(Family Features) - Len Peterson surveys the vast silver ocean from his gillnet boat, F/V Heather Anne. Around him is Taku Inlet, 15 miles south of Juneau, Alaska, where the mighty Taku River spills into the Pacific Ocean after winding for miles through pristine wilderness. Snowcapped mountains soar in the distance, etched by fjords where glaciers crash into the sea and whales spout and feed. Ahead are the pristine waters of one of the earth's most unspoiled natural marine environments, home to a bounty of seafood, from wild salmon to cod and Alaska pollock, sole, black cod, halibut, weathervane scallops and the mighty king crab.
Len Peterson is typical of Alaska fishermen: Fully aware of the role conservation plays in creating the sustainable fisheries supporting their lifestyle and livelihood. They have built their businesses to reflect their beliefs and respect for the wild seafood they harvest.
"We will never catch the last fish," Len says. "We all understand fish are a finite resource. But there will always be fish in these waters for my daughter and son-in-law and our future grandchildren to catch. It's a choice, a responsibility, and a commitment far more important than a huge commercial harvest."
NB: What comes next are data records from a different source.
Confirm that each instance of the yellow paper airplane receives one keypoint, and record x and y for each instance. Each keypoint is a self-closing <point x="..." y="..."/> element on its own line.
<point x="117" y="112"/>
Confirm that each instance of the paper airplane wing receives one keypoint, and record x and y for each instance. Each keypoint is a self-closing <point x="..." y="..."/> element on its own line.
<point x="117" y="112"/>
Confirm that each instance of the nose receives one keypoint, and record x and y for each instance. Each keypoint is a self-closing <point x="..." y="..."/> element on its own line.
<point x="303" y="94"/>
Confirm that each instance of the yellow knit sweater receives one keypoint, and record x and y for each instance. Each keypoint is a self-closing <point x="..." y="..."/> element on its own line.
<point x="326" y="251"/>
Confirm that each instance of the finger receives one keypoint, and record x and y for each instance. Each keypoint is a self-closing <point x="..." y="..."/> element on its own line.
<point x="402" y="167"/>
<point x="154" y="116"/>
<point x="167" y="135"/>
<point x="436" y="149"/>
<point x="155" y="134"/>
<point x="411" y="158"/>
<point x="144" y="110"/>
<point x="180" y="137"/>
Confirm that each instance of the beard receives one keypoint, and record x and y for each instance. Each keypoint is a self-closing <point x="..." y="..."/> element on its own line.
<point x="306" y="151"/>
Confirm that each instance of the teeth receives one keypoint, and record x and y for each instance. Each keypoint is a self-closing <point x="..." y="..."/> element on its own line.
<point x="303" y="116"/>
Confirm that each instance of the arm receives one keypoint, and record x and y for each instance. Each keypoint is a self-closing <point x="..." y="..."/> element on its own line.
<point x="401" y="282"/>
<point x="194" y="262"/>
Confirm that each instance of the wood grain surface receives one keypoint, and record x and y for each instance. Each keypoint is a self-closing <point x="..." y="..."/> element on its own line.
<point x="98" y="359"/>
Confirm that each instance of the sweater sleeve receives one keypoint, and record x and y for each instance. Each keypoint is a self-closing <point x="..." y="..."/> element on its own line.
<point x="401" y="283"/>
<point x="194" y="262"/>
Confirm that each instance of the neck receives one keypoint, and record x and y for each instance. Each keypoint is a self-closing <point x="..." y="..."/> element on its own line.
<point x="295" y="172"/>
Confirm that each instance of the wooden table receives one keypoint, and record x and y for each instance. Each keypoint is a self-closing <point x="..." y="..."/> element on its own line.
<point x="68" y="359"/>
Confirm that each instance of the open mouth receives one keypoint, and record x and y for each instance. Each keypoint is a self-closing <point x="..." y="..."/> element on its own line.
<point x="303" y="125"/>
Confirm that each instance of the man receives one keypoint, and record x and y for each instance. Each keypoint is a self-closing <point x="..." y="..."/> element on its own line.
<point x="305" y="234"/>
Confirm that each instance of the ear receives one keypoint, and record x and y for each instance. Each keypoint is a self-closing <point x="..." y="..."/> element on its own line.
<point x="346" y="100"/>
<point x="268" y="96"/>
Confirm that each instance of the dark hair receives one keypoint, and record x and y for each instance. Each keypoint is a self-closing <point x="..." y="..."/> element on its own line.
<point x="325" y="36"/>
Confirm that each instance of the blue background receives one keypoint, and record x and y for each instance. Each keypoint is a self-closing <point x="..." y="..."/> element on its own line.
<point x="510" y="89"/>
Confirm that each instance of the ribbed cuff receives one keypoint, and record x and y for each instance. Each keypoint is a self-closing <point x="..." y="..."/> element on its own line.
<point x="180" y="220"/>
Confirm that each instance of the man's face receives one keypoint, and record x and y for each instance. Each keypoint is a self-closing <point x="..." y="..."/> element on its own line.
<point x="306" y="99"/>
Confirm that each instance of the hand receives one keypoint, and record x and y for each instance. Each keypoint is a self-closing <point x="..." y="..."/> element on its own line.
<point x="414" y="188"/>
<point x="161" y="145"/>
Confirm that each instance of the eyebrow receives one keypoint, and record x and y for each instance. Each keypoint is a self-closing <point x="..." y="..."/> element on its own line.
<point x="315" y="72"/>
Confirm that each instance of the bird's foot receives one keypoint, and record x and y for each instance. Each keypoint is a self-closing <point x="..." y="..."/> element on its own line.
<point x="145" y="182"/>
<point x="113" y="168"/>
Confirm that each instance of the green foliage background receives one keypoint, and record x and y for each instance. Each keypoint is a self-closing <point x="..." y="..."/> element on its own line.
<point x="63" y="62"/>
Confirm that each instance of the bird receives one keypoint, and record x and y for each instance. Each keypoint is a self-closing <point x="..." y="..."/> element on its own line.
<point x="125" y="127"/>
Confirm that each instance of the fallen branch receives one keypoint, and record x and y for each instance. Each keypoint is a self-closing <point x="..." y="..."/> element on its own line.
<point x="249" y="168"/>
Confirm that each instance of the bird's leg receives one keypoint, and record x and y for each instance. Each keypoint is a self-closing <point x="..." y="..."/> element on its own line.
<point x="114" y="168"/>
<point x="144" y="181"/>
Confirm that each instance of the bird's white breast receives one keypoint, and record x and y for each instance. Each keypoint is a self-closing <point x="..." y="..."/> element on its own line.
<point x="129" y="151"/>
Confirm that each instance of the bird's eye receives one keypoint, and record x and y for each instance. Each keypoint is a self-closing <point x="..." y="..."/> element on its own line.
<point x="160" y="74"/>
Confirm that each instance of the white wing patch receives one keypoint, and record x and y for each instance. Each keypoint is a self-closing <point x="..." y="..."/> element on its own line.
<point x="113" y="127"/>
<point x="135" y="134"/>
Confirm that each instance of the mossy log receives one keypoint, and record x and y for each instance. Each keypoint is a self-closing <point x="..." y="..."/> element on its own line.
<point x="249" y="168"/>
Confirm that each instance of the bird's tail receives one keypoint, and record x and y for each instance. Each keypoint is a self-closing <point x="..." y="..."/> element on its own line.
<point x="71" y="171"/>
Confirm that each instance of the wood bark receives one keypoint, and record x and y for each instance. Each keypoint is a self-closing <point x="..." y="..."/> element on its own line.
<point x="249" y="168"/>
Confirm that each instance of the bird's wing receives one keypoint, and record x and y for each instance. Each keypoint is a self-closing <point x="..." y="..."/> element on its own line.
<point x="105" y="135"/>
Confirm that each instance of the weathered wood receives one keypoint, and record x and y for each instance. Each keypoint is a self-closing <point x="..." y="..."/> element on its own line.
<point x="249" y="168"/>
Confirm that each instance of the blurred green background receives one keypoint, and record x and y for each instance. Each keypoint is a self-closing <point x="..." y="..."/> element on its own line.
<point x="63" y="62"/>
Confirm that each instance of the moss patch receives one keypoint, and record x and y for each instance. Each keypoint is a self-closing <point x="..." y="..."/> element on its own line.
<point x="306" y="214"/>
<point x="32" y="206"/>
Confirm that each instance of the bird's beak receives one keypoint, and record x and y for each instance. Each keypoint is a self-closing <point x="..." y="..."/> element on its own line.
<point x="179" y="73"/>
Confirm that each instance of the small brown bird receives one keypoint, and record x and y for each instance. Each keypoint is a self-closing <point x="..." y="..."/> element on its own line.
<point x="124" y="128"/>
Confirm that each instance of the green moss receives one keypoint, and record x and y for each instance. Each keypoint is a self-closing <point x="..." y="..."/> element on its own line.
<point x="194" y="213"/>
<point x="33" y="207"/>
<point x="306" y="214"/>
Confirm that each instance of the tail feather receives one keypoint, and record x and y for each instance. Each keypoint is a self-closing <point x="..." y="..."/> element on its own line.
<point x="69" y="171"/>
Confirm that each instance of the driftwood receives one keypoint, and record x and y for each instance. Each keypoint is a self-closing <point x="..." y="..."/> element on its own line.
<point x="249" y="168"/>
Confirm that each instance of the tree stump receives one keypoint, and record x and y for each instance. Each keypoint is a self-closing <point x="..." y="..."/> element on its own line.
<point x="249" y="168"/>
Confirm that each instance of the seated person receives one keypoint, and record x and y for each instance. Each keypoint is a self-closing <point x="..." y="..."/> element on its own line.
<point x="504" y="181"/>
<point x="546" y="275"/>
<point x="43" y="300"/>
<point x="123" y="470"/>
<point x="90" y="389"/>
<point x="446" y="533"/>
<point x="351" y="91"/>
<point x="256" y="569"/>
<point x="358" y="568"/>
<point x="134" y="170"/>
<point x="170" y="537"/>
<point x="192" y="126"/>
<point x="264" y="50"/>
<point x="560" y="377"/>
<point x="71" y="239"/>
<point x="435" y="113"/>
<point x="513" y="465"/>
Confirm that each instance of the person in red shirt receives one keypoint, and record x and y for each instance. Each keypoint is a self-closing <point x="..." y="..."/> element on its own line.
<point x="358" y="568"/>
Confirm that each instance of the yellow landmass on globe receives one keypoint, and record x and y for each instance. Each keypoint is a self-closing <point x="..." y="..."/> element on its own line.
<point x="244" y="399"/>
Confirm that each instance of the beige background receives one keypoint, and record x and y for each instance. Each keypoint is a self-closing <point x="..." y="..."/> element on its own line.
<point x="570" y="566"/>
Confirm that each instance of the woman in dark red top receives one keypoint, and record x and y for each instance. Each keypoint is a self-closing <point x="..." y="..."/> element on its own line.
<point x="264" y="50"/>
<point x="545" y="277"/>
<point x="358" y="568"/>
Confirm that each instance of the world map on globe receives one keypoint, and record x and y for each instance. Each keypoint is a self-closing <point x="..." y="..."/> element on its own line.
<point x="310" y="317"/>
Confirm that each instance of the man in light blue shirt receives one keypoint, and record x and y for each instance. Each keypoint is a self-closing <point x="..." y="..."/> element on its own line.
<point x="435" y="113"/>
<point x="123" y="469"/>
Sustainable living is about making choices that can be sustained within a limited amount of resources. More Americans today are making sustainable choices when it comes to transportation, housing, energy and even food.
Some industries, like the Alaska fishing industry, have been putting sustainability into practice for years, and that means that shoppers have more options when it comes to making food choices that are good not just for them, but for the future.
Maintaining a balance between harvested quantities and the number of fish required to maintain a long-term healthy population without compromising the ecosystem is the standard definition of sustainability. The State of Alaska's definition for its fishing industries goes farther by adding multiple proactive efforts.
Alaska's number one priority: Protecting future fish stocks and their habitat for future generations. In this effort, Alaska takes a precautionary approach to guarantee fishery stocks and ecosystem needs are met first and foremost.
Scientific research is the foundation of Alaska's fisheries management policies and is used to establish both the numbers and the health of each individual species. Unbreakable harvest limits are then set, and fishing completely stops when these harvest limits, or quotas, are reached.
Working with several different agencies of state, federal and international governments, Alaska has developed a variety of comprehensive management methods that are considered a model of sustainability for the entire world. No Alaska species has ever been listed as threatened or endangered. Salmon harvests in particular have risen significantly above historical levels.
What does this mean when you walk up to the fish counter in your supermarket and buy two pounds of Alaska cod for dinner? You can be assured the fish has been harvested with the future in mind. It's a top-quality product whether flash-frozen at sea or delivered fresh to the market. The wild Alaska seafood you eat tonight represents a dynamic fishing industry following the world's most rigorous management practices to ensure a sustainable food and protect its natural habitat. You're doing your part to support that commitment by making a responsible choice to purchase and eat sustainably harvested seafood.
To learn more about Alaska's fisheries management practices, visit alaskaseafood.org.
Make Mine Wild From Alaska
Believe it or not, your choices at the seafood counter will affect the future, and you have a choice about creating that future. By choosing wild, natural, sustainable seafood from Alaska, you help protect the environment and ensure there will be fish tomorrow and for future generations.
Alaska Seafood at a Glance
Alaska's clean, bountiful waters yield an abundance of both finfish and shellfish. All species are harvested following strict management practices that maintain the long-term health of both fish and the natural environment while allowing maximum yields. The result is delicious seafood ready for grilling, broiling, sautéing and poaching - and your dining pleasure. For more information about Alaska seafood, recipes and nutrition details, visit alaskaseafood.org.
There are five wild Alaska salmon species: king (also called Chinook), coho, keta, pink and sockeye.
This group includes cod, Alaska pollock, halibut, black cod, rockfish and sole, which are harvested year-round.
Alaskan waters yield king crab and snow crab, harvested during winter, Dungeness crab, harvested from June until December, and Alaska weathervane scallops, harvested from July through December.